SCMS 2007 Reflections

This year's SCMS conference is officially over, and I'm finally catching my breath enough from a hectic weekend to post something. In all, the most striking fact of the conference this year is its size. There was simply too much going on to think one had even half a handle on the papers being presented. Obviously the size brings both blessings and curses.

I don't think it was just me, but it was hard not to be disatisfied with the median quality of the papers and panels. Mind you, I could have attended more than I did (I made about half the time slots, which means about 1/40 of the papers delivered). And I made a conscious decision not to simply choose panels overlapping with my research or those with big names. So I easily could have seen an unrepresentative sample. But for every good paper I saw, there was a hohum or downright lousy one. And I came away with a more magmanimous opinion than some other folks I talked to.

Anyway, some general thoughts:

1) The return of Theory. Theory is back. By which I mean an invigorated hegemony of what I might call post-spectatorship theory (affect and Deleuze-inflected mediations on film experience) and revisionist reclamations of Classical Film Theory (Kracauer + Bazin). There were some solid history panels, to be sure, but the main historical alternative to Theory were what Bordwell calls the culturalist approach.

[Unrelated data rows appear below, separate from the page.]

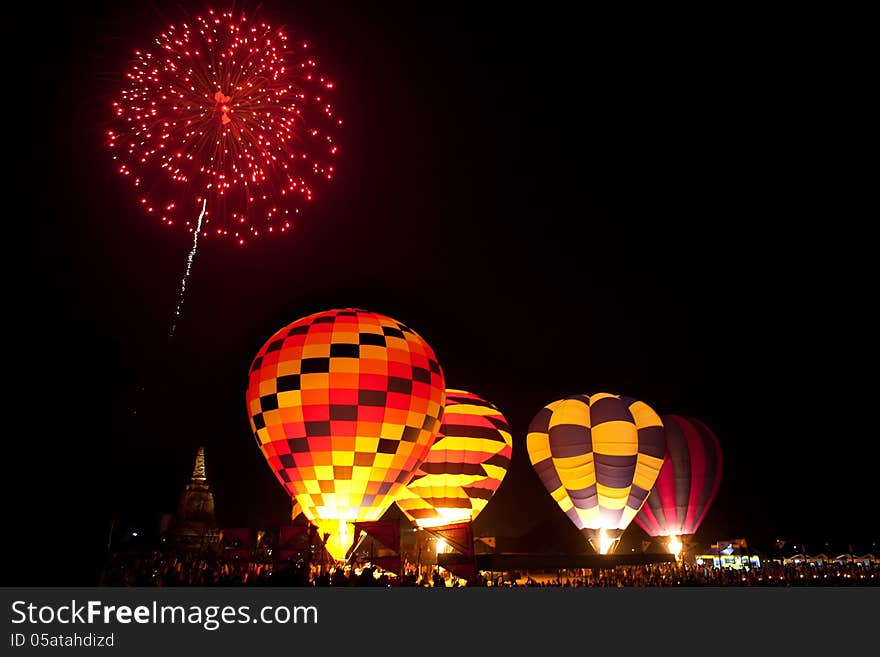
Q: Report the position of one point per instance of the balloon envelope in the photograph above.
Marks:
(464, 466)
(688, 480)
(344, 405)
(599, 456)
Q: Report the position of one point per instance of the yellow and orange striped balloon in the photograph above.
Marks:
(463, 468)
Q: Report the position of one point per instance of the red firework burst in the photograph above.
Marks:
(227, 116)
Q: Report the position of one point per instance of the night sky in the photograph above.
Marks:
(660, 206)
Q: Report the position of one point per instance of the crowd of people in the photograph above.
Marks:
(163, 569)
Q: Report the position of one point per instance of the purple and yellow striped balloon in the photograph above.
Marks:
(598, 456)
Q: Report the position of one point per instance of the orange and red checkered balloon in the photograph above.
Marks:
(345, 405)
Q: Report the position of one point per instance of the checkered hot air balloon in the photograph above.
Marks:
(599, 456)
(464, 466)
(688, 481)
(345, 405)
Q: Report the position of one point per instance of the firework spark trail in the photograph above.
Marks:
(228, 108)
(189, 261)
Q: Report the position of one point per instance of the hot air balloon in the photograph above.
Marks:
(344, 405)
(464, 466)
(687, 484)
(599, 456)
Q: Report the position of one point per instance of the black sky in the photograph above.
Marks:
(664, 206)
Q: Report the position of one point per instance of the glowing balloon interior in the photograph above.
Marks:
(345, 405)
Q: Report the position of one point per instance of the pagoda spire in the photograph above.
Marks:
(199, 476)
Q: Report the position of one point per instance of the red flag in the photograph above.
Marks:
(386, 532)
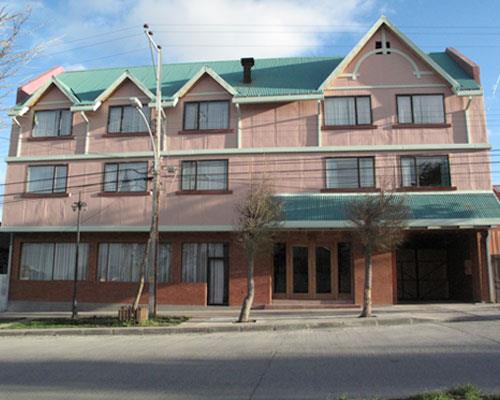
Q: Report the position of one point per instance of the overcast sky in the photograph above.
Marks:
(84, 34)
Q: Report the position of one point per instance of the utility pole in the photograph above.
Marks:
(155, 234)
(77, 206)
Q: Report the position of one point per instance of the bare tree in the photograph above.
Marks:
(12, 56)
(379, 223)
(259, 216)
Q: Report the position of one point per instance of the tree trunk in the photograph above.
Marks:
(247, 303)
(367, 301)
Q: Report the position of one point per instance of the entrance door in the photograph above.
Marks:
(496, 266)
(300, 270)
(217, 274)
(323, 270)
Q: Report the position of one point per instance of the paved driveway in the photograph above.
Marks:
(321, 364)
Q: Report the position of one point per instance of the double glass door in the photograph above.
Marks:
(319, 271)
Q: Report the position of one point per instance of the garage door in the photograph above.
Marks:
(422, 275)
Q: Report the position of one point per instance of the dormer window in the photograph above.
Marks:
(206, 115)
(52, 123)
(348, 111)
(126, 119)
(378, 45)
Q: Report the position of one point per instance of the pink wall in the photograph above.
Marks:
(292, 124)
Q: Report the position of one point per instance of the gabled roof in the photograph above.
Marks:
(202, 71)
(272, 78)
(384, 22)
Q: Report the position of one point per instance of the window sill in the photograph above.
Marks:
(427, 189)
(347, 127)
(48, 138)
(350, 190)
(124, 134)
(124, 194)
(198, 192)
(29, 195)
(205, 131)
(420, 126)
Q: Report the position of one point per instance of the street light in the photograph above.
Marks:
(154, 230)
(77, 206)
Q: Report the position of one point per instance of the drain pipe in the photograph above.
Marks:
(87, 129)
(319, 123)
(238, 127)
(467, 124)
(19, 137)
(491, 279)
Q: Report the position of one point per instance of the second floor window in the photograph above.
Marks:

2) Methodology is out. Not entirely, of course. But the trend seemed to be asserting one's reading or historical claim without examining concepts or epistemology of those concepts. Or, to be charitable, maybe I'm not as used to reading oblique methodological discussion embedded in Theoretical rumination.

3) Best panel that I saw: my Temple colleague Oliver Gaycken organized a panel on scientific and instructional films that was the most solid and coherent of any I saw at the conference.

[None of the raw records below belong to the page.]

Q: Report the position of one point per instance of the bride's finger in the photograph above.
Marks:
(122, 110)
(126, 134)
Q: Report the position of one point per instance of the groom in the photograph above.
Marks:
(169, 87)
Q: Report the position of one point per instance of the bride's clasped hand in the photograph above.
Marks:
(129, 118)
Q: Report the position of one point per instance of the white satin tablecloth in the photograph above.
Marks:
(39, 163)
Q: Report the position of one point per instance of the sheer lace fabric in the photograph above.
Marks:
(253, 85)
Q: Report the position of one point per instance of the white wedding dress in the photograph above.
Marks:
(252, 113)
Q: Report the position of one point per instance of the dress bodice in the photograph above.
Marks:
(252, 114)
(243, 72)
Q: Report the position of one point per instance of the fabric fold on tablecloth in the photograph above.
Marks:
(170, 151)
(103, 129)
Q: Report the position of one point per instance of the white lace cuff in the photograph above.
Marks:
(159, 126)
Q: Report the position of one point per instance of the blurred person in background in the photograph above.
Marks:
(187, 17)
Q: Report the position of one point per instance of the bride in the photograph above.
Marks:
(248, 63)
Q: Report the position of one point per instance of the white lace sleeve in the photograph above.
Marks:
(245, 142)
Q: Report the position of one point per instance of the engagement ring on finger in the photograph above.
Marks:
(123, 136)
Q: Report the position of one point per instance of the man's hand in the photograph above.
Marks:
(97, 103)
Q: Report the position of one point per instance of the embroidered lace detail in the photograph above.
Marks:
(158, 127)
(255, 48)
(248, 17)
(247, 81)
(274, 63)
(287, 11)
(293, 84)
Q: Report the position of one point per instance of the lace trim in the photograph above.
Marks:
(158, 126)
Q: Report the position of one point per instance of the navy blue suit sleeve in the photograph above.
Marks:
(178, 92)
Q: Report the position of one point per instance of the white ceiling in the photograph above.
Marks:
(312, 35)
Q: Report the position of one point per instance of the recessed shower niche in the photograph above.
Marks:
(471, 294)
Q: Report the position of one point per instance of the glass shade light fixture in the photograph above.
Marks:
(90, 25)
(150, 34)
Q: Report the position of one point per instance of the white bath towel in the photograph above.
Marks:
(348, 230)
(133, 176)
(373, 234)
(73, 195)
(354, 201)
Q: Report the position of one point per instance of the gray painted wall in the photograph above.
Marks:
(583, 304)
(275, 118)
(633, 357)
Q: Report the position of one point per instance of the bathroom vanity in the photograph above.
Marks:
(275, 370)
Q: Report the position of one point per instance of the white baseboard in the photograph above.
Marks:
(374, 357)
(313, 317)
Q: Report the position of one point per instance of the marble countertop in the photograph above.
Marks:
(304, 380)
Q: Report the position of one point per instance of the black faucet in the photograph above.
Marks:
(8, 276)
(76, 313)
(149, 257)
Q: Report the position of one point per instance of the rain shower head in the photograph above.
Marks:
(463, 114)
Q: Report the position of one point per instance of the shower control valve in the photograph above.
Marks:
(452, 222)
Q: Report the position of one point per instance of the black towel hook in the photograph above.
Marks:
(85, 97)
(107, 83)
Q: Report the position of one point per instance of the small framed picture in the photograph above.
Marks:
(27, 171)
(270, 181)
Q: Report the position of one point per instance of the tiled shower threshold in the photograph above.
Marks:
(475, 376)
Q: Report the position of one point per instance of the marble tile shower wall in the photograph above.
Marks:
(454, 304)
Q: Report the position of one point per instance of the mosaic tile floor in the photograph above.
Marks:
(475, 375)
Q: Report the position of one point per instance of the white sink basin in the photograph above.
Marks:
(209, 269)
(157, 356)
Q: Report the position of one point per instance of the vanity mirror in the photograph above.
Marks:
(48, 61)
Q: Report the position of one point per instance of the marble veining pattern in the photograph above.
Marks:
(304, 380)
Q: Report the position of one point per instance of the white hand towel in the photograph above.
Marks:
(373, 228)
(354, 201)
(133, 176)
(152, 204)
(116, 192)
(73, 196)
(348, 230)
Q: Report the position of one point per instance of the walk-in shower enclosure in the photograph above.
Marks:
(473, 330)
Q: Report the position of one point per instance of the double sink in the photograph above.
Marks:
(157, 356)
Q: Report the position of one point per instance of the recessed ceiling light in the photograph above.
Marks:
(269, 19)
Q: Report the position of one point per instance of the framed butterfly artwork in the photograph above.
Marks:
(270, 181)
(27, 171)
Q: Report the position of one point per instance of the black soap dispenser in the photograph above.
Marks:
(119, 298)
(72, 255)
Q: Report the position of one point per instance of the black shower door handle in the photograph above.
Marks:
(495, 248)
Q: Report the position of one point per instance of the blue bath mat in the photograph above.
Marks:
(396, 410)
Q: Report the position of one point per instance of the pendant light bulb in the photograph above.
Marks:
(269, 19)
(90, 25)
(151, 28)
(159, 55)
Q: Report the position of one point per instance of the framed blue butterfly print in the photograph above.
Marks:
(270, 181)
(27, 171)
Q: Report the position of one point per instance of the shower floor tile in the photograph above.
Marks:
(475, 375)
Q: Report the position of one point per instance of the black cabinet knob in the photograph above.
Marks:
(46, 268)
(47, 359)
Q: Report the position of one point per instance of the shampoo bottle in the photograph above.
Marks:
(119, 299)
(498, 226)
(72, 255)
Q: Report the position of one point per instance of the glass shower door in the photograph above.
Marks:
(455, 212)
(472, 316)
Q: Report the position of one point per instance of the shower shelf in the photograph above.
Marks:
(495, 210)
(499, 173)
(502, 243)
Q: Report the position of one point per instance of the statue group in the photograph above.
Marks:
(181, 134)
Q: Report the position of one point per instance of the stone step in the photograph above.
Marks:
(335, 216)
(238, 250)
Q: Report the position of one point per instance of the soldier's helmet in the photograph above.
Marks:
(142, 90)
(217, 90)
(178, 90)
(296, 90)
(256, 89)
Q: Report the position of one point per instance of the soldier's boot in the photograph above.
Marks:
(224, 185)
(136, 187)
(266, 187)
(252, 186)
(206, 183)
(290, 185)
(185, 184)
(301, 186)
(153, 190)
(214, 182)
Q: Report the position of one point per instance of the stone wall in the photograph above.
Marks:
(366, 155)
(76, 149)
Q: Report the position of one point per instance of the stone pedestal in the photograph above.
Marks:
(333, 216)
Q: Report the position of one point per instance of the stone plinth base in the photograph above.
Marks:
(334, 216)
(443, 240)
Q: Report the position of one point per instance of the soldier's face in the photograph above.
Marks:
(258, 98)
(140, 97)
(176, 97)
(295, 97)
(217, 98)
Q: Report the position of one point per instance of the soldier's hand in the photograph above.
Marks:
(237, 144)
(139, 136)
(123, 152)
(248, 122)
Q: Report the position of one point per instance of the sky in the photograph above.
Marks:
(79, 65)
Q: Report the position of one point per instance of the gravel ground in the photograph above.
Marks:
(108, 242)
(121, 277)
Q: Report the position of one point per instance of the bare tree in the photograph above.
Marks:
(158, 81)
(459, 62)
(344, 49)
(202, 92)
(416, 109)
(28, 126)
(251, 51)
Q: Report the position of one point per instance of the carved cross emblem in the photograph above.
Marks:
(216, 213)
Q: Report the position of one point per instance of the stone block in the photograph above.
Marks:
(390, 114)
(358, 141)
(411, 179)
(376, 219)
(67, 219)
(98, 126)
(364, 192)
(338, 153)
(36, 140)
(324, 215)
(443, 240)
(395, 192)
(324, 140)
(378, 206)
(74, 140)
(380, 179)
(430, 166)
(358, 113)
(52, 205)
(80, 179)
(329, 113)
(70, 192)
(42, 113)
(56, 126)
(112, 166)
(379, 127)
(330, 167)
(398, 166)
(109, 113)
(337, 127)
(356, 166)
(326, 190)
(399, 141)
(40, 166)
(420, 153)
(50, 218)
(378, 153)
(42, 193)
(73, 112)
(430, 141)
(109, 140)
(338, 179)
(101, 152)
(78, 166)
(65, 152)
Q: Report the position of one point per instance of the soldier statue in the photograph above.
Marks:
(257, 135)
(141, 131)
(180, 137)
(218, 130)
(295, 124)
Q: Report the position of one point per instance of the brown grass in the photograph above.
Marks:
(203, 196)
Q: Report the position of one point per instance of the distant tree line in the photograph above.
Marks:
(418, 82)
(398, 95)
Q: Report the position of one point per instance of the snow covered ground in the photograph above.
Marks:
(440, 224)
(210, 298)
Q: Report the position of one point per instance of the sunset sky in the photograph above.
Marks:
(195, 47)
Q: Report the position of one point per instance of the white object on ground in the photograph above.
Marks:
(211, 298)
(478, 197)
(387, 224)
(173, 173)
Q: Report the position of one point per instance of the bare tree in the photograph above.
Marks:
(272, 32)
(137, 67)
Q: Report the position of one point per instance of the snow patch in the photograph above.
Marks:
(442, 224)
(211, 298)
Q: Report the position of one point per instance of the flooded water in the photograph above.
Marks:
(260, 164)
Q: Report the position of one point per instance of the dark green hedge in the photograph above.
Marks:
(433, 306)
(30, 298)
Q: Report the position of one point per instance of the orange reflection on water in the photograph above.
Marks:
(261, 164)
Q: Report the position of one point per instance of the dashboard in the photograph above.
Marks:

4) Best paper I saw: I'm thoroughly biased, by my friend Rosalind Galt's paper on the Pretty in film aesthetics was work whose progress I'd heard about but which I hadn't head before. It made me get over my grumpiness at the Theoretical thermidorian reaction (see #1), and start dusting off my Theory of Film copy.

5) Best moment: Christine Gledhill narrating The Last Seduction due to a sound glitch.

As always, the quality of the papers aside, I value the conference as a snapshot of the discipline that's hard to get otherwise, and an opportunity to reconnect with friends and colleagues and to make new ones. Kudos to Jason and Scott of Mabuse for organizing a blogger get-together at the conference.

Comments

Anonymous said…
This was my first SCMS and I had a similar response re: the size and highly variable quality of papers. I wonder why the conference really *has* to take up fifteen conference rooms? (Unless it is simply to brag about taking up fifteen conference rooms??).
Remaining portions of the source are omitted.